Last Film Show is a digital rental from AroVision

This is a little bit of an experiment, recycling a review from this newsletter rather than RNZ or the old blog.
But I first reviewed Pan Nalin’s Last Film Show back on 18 August (when it was in cinemas) and subscriber numbers have literally tripled since then so lots of you won’t have seen it.
It’s also – like everything else that’s more than a month old – behind the paywall.
But the film is just too good not to recommend now that it’s available as a rental.
A few weeks ago I wrote an article for RNZ arguing against the common cinephile opinion that 35mm (or 70mm or IMAX) film was inherently superior to digital presentation.

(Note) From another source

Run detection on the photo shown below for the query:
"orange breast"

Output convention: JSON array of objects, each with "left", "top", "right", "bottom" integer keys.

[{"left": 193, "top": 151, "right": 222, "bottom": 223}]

I stand by this. Empirically speaking, there’s no longer any justification for the constantly deteriorating picture quality and environmental wastefulness of film in cinemas. To argue otherwise is just the same analogue fetishisation that sees people pay twice the price for music on vinyl, only to play it back on a tinny bluetooth plastic turntable.
Watching Pan Nalin’s Last Film Show, though, I got one of those “are we the baddies?” moments because the romance of film is as strong in this picture as any I’ve ever seen.
Set in 2010, it’s the cinematic coming-of-age story of young Samay (Bhavin Rabari), a rapscallion determined to wag school at every opportunity in order to indulge his love of cinema and his curiosity about its technologies.
Thanks to his mother’s wonderful cooking, Samay is taken under the wing of projectionist Fazal (Bhavesh Shrimali) and he becomes determined to take his experiments with light back to the tiny railway village where his father makes tea for passengers.
Last Film Show is stunning to look at – photographed by Swapnil S. Sunawatne – and writer-director Nalin’s influences are all on show. Malick, Coppola, Kubrick, Tarkovsky are all referenced with reverence up there on the screen, but also the great Indian director Satyajit Ray, whose debut Pather Panchali seems to be the model for Samay’s home, family and landscape.
Landing beautifully in the sweet spot of my tastes and interests, Last Film Showis an absolute charmer and a wholehearted recommendation.
Last Film Show is also available as digital rental in Australia and it’s streaming on Prime Video in the USA but it’s not available at all in the UK (yet).
Further reading
I was hoping that my preview of New Zealand’s British and Irish Film Festival – which starts today – might have completed sub-editing at RNZ in time for this newsletter to go out but it hasn’t.
I’ll include a link in tomorrow’s edition but suffice to say that there are 17 films playing in 24 cinemas across 15 towns and cities. There’s some good watching there.